Wednesday, January 31, 2007

Isn't One "Energy Superpower" Plenty?


Something made me cringe when I first learned that Stephen Harper had declared Canada a future "energy superpower." I guess it was the superpower thing and everything in connotes.

What is a superpower? It's been defined as, "one of a very small number of nations that dominate the world and compete with each other for economic or political control of blocs of less powerful nations." Just what other superpowers does Harper want to compete with and, better yet, which lesser nations does he seek to control?

Maybe Stevie was just playing braggadocio, but maybe not. It's a term he's fond of using, even today. So maybe it's useful to see what an "energy superpower" might look like, given that we already have one model, Russia.

In the latest New Yorker, Michael Specter writes about the strange fate that seems to befall Vladimir Putin's critics. In the course of the article, Specter provides a window into Russia's new superpower weapon - not tanks but energy.

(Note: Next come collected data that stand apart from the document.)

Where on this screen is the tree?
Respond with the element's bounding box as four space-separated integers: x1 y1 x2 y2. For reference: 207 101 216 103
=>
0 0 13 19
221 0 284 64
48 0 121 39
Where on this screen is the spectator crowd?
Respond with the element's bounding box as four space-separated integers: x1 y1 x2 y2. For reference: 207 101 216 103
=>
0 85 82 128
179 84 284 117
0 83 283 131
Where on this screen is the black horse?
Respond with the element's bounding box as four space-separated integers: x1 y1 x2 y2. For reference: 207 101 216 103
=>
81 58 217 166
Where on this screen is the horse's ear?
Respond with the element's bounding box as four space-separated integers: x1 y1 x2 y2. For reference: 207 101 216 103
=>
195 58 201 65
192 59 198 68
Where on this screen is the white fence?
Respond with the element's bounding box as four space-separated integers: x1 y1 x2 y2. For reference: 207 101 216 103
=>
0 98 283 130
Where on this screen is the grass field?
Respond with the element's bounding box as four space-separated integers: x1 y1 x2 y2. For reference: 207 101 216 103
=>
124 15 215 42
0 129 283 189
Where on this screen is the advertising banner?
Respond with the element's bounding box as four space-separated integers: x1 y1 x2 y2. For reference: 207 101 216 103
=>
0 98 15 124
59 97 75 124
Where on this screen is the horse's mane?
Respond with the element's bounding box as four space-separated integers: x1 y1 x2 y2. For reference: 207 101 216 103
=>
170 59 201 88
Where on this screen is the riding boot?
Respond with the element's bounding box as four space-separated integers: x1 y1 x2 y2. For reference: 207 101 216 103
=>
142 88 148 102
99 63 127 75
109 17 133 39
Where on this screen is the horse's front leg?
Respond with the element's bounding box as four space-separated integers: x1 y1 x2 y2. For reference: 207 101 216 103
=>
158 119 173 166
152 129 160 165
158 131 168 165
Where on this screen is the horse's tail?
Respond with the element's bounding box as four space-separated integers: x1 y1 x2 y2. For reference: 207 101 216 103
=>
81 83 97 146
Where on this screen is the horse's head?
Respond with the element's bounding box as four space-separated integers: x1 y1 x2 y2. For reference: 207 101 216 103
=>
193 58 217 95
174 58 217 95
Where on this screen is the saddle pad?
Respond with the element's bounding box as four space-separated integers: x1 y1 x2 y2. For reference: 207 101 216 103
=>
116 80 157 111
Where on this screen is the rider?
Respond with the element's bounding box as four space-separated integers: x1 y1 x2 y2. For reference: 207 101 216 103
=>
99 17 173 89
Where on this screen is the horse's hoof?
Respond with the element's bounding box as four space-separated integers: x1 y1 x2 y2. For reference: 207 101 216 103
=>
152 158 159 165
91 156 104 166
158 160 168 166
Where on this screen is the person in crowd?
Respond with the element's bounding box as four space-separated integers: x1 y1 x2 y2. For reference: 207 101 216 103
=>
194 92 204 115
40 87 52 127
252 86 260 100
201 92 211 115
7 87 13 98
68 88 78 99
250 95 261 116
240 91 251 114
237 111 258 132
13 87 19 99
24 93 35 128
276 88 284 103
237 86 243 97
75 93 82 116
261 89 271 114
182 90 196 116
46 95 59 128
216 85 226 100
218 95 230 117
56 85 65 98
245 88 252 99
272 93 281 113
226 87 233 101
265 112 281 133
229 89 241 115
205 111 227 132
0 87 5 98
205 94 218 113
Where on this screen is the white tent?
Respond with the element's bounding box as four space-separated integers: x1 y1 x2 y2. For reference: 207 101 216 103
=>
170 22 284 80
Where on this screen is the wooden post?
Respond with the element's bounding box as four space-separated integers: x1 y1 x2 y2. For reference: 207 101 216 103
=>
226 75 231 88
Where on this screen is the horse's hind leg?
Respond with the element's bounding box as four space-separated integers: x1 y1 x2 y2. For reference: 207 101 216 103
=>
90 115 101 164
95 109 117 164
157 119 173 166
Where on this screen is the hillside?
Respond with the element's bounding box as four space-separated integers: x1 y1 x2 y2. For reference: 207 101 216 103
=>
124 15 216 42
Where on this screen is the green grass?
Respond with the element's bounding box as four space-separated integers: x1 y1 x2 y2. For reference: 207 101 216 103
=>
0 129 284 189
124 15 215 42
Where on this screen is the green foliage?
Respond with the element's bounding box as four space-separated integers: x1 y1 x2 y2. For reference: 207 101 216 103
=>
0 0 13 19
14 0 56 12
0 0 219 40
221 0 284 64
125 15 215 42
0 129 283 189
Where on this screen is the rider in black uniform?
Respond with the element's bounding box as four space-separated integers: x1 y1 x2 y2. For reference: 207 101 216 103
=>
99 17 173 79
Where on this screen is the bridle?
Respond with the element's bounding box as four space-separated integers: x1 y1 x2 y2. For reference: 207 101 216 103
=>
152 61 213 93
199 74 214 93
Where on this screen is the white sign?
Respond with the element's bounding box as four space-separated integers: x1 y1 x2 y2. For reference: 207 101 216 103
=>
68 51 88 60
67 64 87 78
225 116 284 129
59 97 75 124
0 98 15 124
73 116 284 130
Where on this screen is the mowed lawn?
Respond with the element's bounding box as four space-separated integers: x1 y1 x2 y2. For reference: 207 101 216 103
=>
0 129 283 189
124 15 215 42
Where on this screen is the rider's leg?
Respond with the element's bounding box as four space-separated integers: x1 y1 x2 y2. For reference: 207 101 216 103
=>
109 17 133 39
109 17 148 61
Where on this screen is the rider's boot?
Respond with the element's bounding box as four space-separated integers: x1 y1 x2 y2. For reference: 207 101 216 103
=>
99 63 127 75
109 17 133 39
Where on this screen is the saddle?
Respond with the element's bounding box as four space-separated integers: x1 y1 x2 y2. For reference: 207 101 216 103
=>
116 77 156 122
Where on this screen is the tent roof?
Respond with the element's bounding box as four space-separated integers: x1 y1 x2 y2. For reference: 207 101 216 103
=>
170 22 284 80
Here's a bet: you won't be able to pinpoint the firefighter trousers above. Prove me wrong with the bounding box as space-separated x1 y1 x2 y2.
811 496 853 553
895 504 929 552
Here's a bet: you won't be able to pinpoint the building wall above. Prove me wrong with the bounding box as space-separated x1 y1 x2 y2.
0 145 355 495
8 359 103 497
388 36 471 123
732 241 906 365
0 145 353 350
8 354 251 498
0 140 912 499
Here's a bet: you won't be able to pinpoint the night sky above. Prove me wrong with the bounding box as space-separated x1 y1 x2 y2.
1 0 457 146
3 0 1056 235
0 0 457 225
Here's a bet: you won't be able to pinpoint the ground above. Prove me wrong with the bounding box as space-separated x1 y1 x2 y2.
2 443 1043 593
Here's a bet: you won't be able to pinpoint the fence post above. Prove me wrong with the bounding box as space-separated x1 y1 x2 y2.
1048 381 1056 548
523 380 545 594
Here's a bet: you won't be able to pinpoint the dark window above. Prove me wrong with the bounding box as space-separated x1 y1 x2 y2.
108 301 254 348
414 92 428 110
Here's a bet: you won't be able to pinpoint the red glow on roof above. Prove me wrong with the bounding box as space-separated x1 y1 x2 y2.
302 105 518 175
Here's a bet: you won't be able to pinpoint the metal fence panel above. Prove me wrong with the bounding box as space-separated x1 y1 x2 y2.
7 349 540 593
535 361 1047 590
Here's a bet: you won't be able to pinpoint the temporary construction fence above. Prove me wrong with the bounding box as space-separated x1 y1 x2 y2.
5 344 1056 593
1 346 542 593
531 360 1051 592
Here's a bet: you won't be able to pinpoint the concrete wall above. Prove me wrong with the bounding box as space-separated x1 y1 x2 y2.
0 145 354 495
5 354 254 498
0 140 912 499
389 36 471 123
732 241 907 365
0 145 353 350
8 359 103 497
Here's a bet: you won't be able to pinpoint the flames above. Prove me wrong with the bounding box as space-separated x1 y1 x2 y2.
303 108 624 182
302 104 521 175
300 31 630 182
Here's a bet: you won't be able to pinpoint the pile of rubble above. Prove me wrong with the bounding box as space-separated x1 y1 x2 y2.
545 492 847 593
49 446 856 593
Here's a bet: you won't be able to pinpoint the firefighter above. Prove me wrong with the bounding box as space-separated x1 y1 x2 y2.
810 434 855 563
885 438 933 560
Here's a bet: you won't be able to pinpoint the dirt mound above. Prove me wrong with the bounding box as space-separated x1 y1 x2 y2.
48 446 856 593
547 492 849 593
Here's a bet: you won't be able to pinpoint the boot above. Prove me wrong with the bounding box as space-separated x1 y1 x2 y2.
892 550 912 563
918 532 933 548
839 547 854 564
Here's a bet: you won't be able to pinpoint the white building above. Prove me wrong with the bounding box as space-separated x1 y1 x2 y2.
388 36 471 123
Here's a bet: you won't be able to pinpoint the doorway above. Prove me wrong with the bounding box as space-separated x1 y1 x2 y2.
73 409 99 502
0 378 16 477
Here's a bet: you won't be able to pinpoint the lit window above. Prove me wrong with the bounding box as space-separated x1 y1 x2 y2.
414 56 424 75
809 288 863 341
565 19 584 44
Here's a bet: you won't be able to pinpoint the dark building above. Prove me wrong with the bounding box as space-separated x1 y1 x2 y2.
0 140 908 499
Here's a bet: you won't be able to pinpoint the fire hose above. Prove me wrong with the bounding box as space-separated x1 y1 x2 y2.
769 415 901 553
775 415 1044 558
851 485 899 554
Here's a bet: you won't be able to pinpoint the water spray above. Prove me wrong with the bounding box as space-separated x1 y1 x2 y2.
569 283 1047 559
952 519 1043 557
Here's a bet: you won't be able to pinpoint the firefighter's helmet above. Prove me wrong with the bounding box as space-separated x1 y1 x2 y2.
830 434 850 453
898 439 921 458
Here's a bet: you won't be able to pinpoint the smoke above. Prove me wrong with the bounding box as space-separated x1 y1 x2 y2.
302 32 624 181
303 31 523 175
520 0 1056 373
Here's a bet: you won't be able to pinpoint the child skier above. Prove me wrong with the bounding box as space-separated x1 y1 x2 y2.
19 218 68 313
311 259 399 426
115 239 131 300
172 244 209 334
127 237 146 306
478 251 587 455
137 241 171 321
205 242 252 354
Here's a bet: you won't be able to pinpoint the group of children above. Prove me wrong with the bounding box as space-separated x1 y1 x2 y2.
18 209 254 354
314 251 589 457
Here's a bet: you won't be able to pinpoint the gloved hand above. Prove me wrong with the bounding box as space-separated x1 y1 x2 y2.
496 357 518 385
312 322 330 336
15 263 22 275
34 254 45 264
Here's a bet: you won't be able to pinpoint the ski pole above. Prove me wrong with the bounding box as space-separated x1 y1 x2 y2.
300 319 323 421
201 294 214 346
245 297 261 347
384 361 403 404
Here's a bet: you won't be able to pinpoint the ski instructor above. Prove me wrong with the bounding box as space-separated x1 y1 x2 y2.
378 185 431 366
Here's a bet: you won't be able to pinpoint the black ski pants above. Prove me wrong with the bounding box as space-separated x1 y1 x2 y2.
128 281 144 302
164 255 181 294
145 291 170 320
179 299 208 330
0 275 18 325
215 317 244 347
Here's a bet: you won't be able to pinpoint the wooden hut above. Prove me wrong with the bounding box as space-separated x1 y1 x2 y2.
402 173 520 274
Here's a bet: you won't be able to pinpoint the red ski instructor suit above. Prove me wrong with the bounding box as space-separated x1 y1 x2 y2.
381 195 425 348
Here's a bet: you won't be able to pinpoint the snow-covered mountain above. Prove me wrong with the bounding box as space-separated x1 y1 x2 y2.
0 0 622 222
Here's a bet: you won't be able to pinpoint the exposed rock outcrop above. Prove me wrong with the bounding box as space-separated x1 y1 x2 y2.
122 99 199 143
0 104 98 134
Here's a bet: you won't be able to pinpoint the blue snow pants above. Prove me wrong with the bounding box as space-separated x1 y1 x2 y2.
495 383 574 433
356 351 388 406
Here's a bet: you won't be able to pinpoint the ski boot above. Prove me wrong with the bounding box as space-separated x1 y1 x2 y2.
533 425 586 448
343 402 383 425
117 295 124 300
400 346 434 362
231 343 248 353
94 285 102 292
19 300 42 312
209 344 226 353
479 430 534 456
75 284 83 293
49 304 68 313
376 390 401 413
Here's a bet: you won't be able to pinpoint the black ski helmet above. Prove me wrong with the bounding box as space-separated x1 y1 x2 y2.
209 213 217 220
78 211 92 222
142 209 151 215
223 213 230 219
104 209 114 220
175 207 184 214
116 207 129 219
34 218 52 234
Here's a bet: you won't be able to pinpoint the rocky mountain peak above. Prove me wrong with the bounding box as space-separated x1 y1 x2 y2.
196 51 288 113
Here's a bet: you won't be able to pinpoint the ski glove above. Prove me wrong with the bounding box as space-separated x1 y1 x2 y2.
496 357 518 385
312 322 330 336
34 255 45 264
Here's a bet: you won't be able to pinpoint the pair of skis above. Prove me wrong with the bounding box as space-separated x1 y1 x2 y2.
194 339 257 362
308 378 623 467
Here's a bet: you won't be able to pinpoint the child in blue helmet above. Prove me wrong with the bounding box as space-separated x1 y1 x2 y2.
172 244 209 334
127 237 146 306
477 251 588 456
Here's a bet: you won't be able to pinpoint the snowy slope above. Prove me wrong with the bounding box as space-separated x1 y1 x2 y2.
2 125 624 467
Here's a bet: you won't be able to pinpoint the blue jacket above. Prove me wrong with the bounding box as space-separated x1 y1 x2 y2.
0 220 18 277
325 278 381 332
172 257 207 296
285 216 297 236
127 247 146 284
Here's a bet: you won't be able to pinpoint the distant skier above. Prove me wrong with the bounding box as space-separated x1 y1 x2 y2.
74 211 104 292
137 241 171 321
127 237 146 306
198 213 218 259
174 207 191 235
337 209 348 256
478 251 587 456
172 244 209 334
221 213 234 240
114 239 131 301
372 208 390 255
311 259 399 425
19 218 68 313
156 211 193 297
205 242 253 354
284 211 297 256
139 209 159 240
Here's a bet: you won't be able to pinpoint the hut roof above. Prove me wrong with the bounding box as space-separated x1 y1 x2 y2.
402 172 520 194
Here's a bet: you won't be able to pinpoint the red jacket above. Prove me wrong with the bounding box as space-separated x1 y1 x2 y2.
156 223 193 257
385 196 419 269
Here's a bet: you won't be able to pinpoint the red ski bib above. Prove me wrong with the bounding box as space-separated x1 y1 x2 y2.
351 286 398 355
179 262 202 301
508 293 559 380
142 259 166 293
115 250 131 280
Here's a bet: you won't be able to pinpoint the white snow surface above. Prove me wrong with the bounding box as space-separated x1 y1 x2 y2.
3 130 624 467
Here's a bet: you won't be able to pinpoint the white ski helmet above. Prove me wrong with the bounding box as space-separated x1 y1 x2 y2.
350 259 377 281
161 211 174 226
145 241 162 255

Today's Russia has come a long way under Putin. At a press conference in Germany he spelled it out: "When I became President, our foreign-currency and gold reserves stood at twelve billion dollars, and now they have increased by eighty billion over the first half of this year alone, and currrently come to a total of around two hundred and seventy billion. We have paid off our debts in full. We have now become a grain exporting country."

Putin has parlayed this newfound wealth to achieve a consolidation of powers at home and to impose the velvet fist of Russia's influence abroad.

Within Russia the people have traded their freedom for prosperity. Alexei Volin served three years as Putin's deputy chief of staff and says the Russian people are happy - and indifferent. "Several months ago, I talked to one important Kremlin person and I asked him why is our TV news so awful and dull. And his answer was 'Why are you watching TV? People like you shold go read the Internet if you want information. TV is not for you. It's for the people.'"

Aleksei Venediktov runs Moscow radio station Echo. He told Specter that, increasingly, freeedom of the press doesn't matter much and is disappearing, "Here we have this question of freedom or wealth. People chose wealth. They do not understand that freedom is a necessary condition for preserving that weealth and the security they have come to value. To be engaged in honest reporting about delicate subjects like corruption or to travel to Chechnya is too dangerous. People don't want it, they don't ask for it, and they really don't understand that they need it."

Putin has effectively seized control of Russia's mass-media, particularly television and radio. The broadcasters have been put in the hands of reliable companies such as Gazprom. Anna Kachkaeva, who broadcasts a weekly interview show on Radio Liberty, told Specter that reporters have learned to watch what they say,"It's a magic process now. There is no censorship - it's much more advanced. I would call it a system of contacts and agreements between the Kremlin and the heads of television networks. ...the problem, for TV and even in the printed press, is that self-censorship is worse than any other kind. Journalists know - they can feel - what is allowed and what is not."

With a population anaesthetized by the whiff of prosperity and a media cowed and willing to do his bidding, Putin has consolidated his powers within the energy superpower and used it's strength to impose his will abroad.

On New Year's Day, 2006, Russia abruptly cut gas exports to the Ukraine in response to objections about a sharp increase in prices. More recently, Belarus got the same treatment when Russia doubled its gas price and levied heavy export duties. Specter concludes, "Putin clearly sees today's ideological battles in economic, rather than military terms."

Fyodor Lukyanovk, editor of the journal Russia in Global Affairs, summed it up, "The entire world is obsessed with energy security and resources. You need it. We have it. It is up to us to decide how to deal with that. India and China are seeking new sources of energy to secure their very rapid growth. The U.S. is lost in its war in Iraq, the European Union has no idea what it is anymore. And then there is Russia: stable, wealthy, controlled very solidly. No opposition. There is really a feeling of superiority, a sense that Russia is now an indispensable nation, as Mrs. Albright said just a few years ago about the United States."

So, that's a glimpse at what becoming an energy superpower can mean. It still doesn't answer the question of what it means to Stephen Harper.

Harper is no Validmir Putin, perhaps though not by choice. Harper has shown himself fickle, willing to throw his vaunted principles to the winds of political opportunism. Even if Canada were somehow to become an energy superpower on his watch, he wouldn't know what to do with that power. Given that our market for our surplus oil and gas is the United States, there'll be no muscle flexing like what the Ukraine or Belarus received.

No, Mr. Harper, sorry but you can't be an energy superpower. We don't have anyone to bully.